Le salarié à temps partiel n’est plus une exception. Le plafond des aides sociales est devenu une trappe. Et les mères isolées qui choisissent entre le chauffage et les médicaments ? Elles existent toujours. Elles sont juste moins visibles. Moins médiatisées. Moins… humaines, dans le discours public.
Le vrai crime, ce n’est pas le vol. C’est l’indifférence.
#septahuit faut avoir quelle éthique pour te présenter un braqueur comme "une gentille petite mere en difficulté" ? Quelle honte. Et maintenant, droit d'auteur sur un film qui va sûrement les sucer de ouf, sûrement un livre, etc… bref. Quelle honte.
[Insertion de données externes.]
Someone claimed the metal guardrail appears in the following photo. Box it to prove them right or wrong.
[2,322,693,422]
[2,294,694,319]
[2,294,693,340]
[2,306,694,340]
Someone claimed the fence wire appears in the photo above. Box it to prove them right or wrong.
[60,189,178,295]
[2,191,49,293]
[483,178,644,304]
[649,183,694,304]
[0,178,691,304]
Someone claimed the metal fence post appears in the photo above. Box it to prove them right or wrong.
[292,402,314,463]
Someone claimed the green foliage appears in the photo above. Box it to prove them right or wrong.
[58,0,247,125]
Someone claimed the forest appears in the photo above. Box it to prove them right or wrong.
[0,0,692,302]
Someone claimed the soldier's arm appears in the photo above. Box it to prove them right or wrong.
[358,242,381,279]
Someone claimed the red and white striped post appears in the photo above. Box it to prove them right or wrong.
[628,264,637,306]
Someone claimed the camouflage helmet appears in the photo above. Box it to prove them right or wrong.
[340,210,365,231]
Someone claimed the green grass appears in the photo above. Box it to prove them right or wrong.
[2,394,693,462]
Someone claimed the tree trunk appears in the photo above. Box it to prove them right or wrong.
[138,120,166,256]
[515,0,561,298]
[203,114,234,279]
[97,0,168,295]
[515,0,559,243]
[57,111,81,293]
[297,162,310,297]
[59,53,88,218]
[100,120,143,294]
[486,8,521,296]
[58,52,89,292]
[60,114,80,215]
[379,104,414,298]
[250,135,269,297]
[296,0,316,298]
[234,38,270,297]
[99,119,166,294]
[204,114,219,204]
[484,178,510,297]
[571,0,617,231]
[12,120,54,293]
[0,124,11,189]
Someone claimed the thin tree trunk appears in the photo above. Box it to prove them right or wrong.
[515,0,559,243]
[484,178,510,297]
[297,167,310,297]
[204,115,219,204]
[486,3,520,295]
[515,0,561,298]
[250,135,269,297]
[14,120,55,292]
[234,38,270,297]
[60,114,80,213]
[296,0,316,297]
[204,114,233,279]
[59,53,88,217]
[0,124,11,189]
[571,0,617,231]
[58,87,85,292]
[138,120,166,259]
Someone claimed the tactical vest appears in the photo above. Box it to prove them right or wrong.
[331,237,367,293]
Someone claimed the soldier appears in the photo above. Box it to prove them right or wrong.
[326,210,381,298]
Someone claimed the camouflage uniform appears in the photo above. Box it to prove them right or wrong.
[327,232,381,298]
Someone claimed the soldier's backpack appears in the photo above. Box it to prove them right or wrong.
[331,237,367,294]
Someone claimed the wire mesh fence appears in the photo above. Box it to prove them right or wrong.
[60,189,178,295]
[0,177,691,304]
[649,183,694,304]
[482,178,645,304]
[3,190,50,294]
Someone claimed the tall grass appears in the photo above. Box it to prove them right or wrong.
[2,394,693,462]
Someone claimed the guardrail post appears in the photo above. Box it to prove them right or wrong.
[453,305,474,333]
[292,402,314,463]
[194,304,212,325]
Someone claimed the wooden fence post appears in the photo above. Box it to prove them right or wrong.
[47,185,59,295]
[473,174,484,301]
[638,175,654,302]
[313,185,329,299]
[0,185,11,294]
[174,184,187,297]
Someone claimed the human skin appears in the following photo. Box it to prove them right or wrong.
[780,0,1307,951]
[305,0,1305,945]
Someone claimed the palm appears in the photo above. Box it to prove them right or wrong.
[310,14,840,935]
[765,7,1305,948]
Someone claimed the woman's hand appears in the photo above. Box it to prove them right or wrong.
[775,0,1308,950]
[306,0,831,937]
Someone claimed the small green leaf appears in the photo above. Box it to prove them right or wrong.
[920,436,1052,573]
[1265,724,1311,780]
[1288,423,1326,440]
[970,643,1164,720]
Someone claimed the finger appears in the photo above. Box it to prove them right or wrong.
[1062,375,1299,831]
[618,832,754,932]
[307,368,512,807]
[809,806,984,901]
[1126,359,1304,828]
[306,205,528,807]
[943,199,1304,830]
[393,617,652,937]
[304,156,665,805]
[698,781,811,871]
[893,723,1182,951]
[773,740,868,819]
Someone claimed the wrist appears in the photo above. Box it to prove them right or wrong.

— Lubacy (@Herbucy) November 9, 2025
Hélène Trinidad ne demande pas la gloire. Elle ne demande même pas le pardon. Elle demande juste qu’on l’écoute. Que quelqu’un comprenne que le crime n’est pas toujours un choix. Parfois, c’est la seule porte restante quand toutes les autres sont verrouillées.
Le film ne glorifie pas le vol. Il interroge. Et c’est ça qui fait peur. Parce qu’interroger, c’est accepter que le système a peut-être échoué. Que la peine ne suffit pas. Que la compassion n’est pas une faiblesse. Que la justice ne peut pas se limiter à la sanction.
Un récit qui ne date pas de 1995. Il date de demain.
Le Gang des Amazones n’est pas une histoire du passé. C’est un avertissement. Un rappel que les mères en détresse n’ont pas disparu. Elles ont juste appris à se taire. À se cacher. À ne plus demander. À ne plus parler.
Quand on voit un vol, on voit un criminel. Quand on voit une mère, on devrait voir une situation. Et peut-être, un jour, une solution.